Danesi’s premise is intriguing. Almost immediately, however, the book loses focus, lapsing into long-winded digressions and becoming mired in particulars irrelevant to the central thesis. Although Danesi makes reference to a research team, most of his conclusions are drawn from highly anecdotal evidence and his own, sometimes bizarre musings about popular culture. Despite criticizing the ephemerality of pop music, he spends a great deal of time weighing the merits of its various practitioners, from Procol Harum to Eminem, employing a host of brazenly subjective modifiers like “weird,” “slop,” “moronic,” or “garbage.” This, while repeatedly pointing out the rather obvious fact that almost none of the music attains the level of “high art” (the Beatles’ “Yesterday” apparently comes close).

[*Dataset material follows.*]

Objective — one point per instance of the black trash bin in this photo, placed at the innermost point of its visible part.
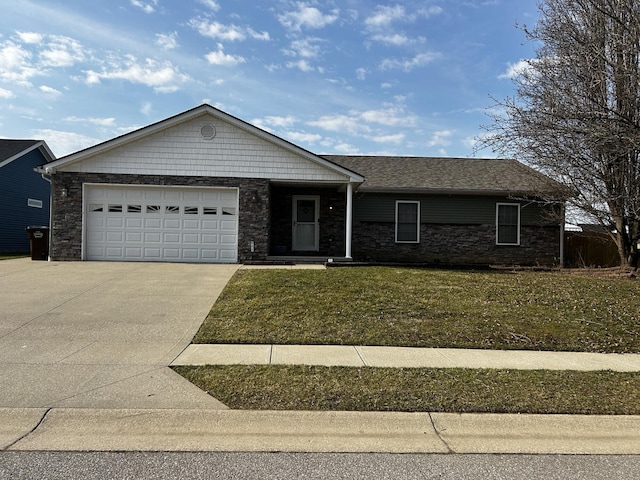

An inordinate amount of space is given over to examples of teen slang, when a few instances would have sufficed. Danesi warns repeatedly of the “dangers” of adults attempting to maintain their youth by acquiring the tastes and outward trappings of adolescence, but it is never really clear, beyond being somewhat undignified, what that danger really is.
Although Danesi says at the outset that, because of the importance of its subject matter, his book is not aimed primarily at an academic audience, his writing lacks the light touch and, above all, the sense of humour, to make his work relevant to a wider readership.